3.2. Erase Window Effect
Figure 6a shows the initial Vth and erased Vth values for each proposed ON pitch structure. As in the program analysis, the erased Vth and initial Vth values are shown in
Figure 6b to check only the Vth change pattern due to the hole-trapped charge stored in the CTL, excluding the Vth reduction phenomenon due to the read operation caused by the SCE. The results indicate that in Ls scaling, the Vth decreases and the erase window improves, while in Lg scaling, the Vth increases and the erase window deteriorates. The decrease in Vth during Ls scaling is interpreted as an increase in the fringing field effect caused by adjacent WLs [
13].
To clarify this, the hole-trapped charge in the CTL after the erase operation was examined, as shown in
Figure 7a–c. The results confirm that during Ls scaling, compared to the reference, a high hole concentration occurs not only in the selected WL but also in the space area due to the strengthening of the fringing field with the adjacent WL. A quantitative comparison of the hole concentration trapped in the CTL for each structure was made by cutting the a-a’ direction in
Figure 7a–c.
Figure 7d shows that during Ls scaling, compared to the reference, a very high hole concentration is confirmed in the selected WL and space area. However, during Lg scaling, a hole concentration at only 50% of the reference is quantitatively confirmed below the selected WL.
This phenomenon can be explained similarly to the program operation, as seen earlier, due to the reduction in the hole tunneling current through the tunneling oxide caused by a lack of capacitive coupling resulting from a decrease in the gate area. Meanwhile, another issue that can arise during Lg scaling is erase saturation [
12]. Unlike program operations, erase operations must consider the mutual injection of holes and electrons. If the amount of electron back tunneling current through the blocking oxide on the gate side is relatively large compared to the decrease in the hole current from the substrate during Lg scaling, the effect of reducing the erase window can be significantly deepened. Therefore, to secure effective erase window characteristics during excessive Lg scaling, it is crucial to consider the charge dynamics of electron and hole injection in the erase operation and simultaneously improve the back tunneling current. This can be achieved by appropriately introducing high-work function materials or improving the blocking oxide quality.

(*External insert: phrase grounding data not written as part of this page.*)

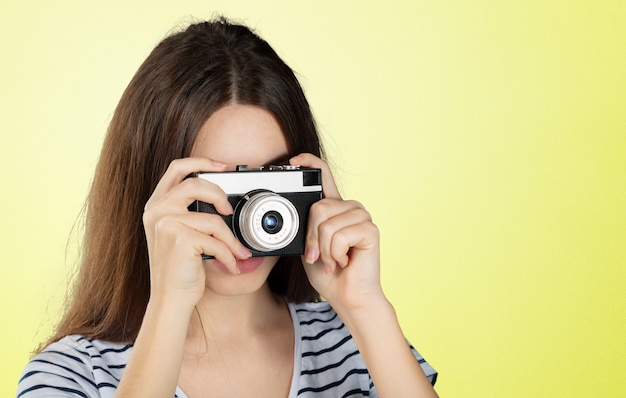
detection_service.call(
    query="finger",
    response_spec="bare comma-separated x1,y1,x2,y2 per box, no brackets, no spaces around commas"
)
148,176,233,216
175,212,252,260
304,199,367,265
152,213,246,275
183,227,241,275
289,153,341,200
329,222,379,269
317,207,372,268
148,157,228,209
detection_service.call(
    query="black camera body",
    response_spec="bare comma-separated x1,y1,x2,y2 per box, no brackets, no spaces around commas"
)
190,165,322,258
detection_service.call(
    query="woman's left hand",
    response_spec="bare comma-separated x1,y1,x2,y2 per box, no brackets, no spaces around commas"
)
290,153,385,313
291,154,438,398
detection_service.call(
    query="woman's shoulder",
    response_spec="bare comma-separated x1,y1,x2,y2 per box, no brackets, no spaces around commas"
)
53,334,132,351
289,300,358,364
290,300,335,316
288,301,373,397
17,335,133,397
33,334,133,368
288,300,438,388
289,300,346,336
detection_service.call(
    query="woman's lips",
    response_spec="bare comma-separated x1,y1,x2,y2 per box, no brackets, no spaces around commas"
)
211,256,264,274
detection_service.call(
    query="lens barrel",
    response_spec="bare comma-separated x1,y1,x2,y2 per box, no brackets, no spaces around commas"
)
237,191,299,252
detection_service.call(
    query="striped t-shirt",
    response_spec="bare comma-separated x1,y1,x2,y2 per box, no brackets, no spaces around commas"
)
17,301,437,397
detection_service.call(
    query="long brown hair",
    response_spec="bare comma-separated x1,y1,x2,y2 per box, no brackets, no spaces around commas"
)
44,18,323,347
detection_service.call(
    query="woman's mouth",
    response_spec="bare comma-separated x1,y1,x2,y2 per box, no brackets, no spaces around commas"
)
211,256,264,274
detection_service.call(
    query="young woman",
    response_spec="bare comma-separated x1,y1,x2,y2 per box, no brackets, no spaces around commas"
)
17,18,438,398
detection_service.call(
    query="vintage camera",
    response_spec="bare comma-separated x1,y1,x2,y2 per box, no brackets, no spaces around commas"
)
190,165,322,258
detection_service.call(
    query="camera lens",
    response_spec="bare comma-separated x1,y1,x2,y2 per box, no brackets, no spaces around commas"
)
236,191,299,252
262,211,283,234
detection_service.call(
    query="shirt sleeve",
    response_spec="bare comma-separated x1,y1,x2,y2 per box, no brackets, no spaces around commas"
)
16,338,101,398
410,343,438,385
368,341,438,398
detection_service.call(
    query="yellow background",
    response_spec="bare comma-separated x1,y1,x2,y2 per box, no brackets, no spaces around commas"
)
2,1,625,396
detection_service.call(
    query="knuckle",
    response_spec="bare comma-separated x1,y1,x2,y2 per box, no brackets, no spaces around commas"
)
309,199,332,218
153,214,181,236
143,206,166,228
168,157,185,172
308,201,323,217
333,230,350,248
142,207,155,224
355,207,372,221
347,199,365,210
179,176,200,190
317,219,335,238
366,221,380,237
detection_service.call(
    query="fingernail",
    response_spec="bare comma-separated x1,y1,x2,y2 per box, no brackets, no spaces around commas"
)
289,155,301,165
222,201,234,215
212,160,227,168
324,263,333,274
305,247,318,264
239,246,252,259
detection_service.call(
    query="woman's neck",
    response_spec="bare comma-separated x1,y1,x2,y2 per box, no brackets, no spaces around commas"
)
185,283,287,350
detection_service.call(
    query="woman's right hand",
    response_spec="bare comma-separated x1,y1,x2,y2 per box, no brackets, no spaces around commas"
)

Figure 8 plots the programmed Vth and erased Vth analyzed so far. From the PE window perspective, it can be seen that allocating a slightly larger portion to Ls scaling compared to Lg scaling is advantageous for securing larger memory window characteristics. However, the cell’s distribution margin formed by the final ISPP must be evaluated by comprehensively considering the reliability characteristics according to the distribution of electrons and holes within the CTL and deterioration due to Z-interference. Specifically, as shown in
Figure 7a–c, while the memory window improves during Ls scaling, the hole concentration is highly concentrated in the space area. In this case, after the program operation of the selected WL, the electrons formed at the bottom of the WL and the holes in this space area form an electric field, leading to strong lateral migration due to drift or diffusion, which may intensify retention characteristic deterioration [
14]. Therefore, considering these trade-off characteristics, it is crucial to determine the optimal ON pitch combination.